The 24-hour Memorial of Names, part of Hillel’s 24th Annual Conference on the Holocaust, started yesterday at noon and will continue until today’s noon memorial service. As part of the Memorial of Names, University students stood on the Diag at all hours yesterday, underneath a tent lit by candlelight, at times holding a flashlight above the books containing the victims’ names.
For many students who read the victim’s names, it was a chance to personalize the tragedy’s numbers.
“All the names are significant because they are all a part of someone’s family,” said LSA freshman and conference organizer Jillian Steinhauer, whose grandparents were victims of the Holocaust. “Looking at names has a different effect than just saying, ‘oh, it’s 6 million people.’ Names make it more personal.”
Though students will read off names in the Diag for 24 hours, they will only get through a sample of the victims who died in the Holocaust. About 700 names are read every hour, leaving more than 5,800,000 names unread.
“You could just keep going.
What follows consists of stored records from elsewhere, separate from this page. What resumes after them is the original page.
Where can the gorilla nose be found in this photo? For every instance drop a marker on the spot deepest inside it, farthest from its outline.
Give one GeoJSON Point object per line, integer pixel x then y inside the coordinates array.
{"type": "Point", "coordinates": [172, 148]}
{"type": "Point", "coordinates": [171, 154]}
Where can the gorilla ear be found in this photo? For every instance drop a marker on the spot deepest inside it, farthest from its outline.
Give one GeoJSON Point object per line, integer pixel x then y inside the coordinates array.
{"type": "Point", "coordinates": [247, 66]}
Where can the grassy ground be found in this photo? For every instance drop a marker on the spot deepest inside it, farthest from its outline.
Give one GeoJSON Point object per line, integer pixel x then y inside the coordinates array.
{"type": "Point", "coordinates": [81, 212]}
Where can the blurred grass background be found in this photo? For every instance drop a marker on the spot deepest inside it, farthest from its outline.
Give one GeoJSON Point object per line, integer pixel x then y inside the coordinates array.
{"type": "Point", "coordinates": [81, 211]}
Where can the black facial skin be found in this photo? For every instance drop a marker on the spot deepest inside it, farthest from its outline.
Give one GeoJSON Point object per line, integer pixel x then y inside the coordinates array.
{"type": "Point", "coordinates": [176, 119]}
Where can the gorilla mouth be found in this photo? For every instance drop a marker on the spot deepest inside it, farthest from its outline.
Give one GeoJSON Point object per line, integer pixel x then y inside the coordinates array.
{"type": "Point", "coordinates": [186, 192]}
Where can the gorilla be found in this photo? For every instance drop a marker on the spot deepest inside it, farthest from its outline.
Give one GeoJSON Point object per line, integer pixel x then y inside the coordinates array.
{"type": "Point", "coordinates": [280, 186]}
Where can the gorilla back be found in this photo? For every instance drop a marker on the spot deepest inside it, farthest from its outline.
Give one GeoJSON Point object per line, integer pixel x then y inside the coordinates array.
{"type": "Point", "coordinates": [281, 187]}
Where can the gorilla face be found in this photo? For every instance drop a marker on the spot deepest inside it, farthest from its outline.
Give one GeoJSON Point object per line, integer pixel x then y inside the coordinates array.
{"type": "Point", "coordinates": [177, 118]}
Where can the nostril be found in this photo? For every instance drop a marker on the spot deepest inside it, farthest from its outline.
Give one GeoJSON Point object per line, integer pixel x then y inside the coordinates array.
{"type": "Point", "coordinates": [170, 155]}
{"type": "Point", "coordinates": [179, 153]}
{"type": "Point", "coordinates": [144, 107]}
It seems like it never ends,” said Business School junior Roman Ginsburg, an organizer for the event. “It just makes you realize the magnitude of the tragedy.”
Students who want to read names are invited to stop by the Memorial of Names tent anytime before noon today.
Organizations wanting to read the names signed up for a timeslot beforehand, including the College Democrats, Students Organizing for Labor and Economic Equality, Volunteers In Action and the Center for Russian and East European Studies.
Students Allied for Freedom and Equality also asked to be given an hour, but conference organizers asked them not to read names as an organization after the group sponsored a lecture by “Holocaust Industry” author Norman Finkelstein.
Finkelstein, who some believe thinks Holocaust commemorations are insincere, was on campus Tuesday to talk about the Israeli-Palestinian conflict.
“The idea is to get everyone involved,” conference organizer and LSA senior Courtney Rangen said. “This is about respect and remembrance and while I am in no way indicating that any member of SAFE denies the Holocaust, the fact that they sponsored Norman Finkelstein, who has made offensive and hurtful remarks in relation to the Holocaust, indicates an indifference or tolerance of Finkelstein’s views on SAFE’s behalf.”
Although Rangen said she encourages individual members of SAFE to participate in the reading of names, SAFE member Fadi Kiblawi, an LSA senior, said the group was disappointed about the decision.
“SAFE wanted to read the names because we mourn all human catastrophies,” Kiblawi said, adding that SAFE does not believe Finkelstein’s views deny the Holocaust or are hurtful to those remembering the victims.
“We are very disappointed because we received an email sent throughout campus inviting student groups to participate in the reading of the names, and it is unfair for them to exclude us,” Kiblawi added.